Но хватит жаловаться, надо что-то делать. Уйду я от себя, далеко уйду. Пусть говорят, что от себя никуда не уйдешь, а я вот возьму и уйду. Просто пойду  по этой дороге, дальше и дальше. И оставлю позади и эту комнату захламленную, и письменный стол, к которому меня тянет этот зуд, как будто чесоточный клещ под сердцем, и не успокоится, сволочь, пока чего-то не напишешь.

       Такие люди, как я, они все время куда-то идут. Останавливаются они обычно в психбольнице, отдыхают там немного, а потом идут дальше. Вот, теперь все понятно, - они уходят от себя. И когда они уходят от себя – то обязательно идет дождь, потому что, по сути, дождь ведь тоже такой – ему плохо здесь и он идет в другое место, только никак не может уйти. И вот – дождь. Трамвайная остановка. На перекрестке мокрая женщина торгует мясом.
- Почем ваше мясо? – спрашивают ее.
- Недорого продам, всего двадцать гривен.
- А кости ваши почем?
- По пять гривен кило.
- А печень ваша почем?

       Вот я слышу этот разговор – без меня. И сейчас сяду в трамвай – без меня. И буду смотреть в окно. Трамвай дергается, а за окном – заломленные руки и бледное чужое лицо. И все нормально. Как выяснилось, я вполне могу обойтись  без меня. Я даже чувствую какое-то облегчение от того, что меня со мной нет. Да, что поделаешь, я тяжелый человек, странный, отвлеченный, и давно бы мне от себя избавиться.

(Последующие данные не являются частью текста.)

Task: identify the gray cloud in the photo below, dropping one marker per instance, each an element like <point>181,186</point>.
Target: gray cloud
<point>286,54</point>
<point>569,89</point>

      Но куда же я все-таки еду? Нет, не в больницу. Я найду себе дом, маленький дом, я найду себе мир, маленький мир. И туда ко мне никто не будет приходить, потому что мне это совсем ни к чему, и говорить мне вообще будет не с кем, потому что даже себя у меня нет. Буду слушать разговоры и записывать – буду писательницей.
- Здравствуй, Мариночка, как ты себя чувствуешь?
- Спасибо, баба Уля, нормально.
- А ты знаешь ,что твой Володька около магазина на ласточке стоит?
- Ему что, делать нефиг? 
- Да уж не знаю…Его Санька так от икотки лечит. Говорит, вначале час надо на ласточке постоять, а потом пива выпить и запить водкой.

      И вот тогда я нашла себя в своем маленьком мире. Это ведь часто с людьми бывает – поиск себя. А я себя не искала, но нашла, так уж получилось, извините. Мир сжался и сузился, уставленный случайными предметами и пронизанный солнечными лучами. И в этом масштабе, теперь уже точном, я вижу себя – пылинку, соринку, крошку человеческого вещества.  И я в нем так мала, что мне можно абсолютно все, потому что никому нет до меня дела, потому что все равно ничего не получится.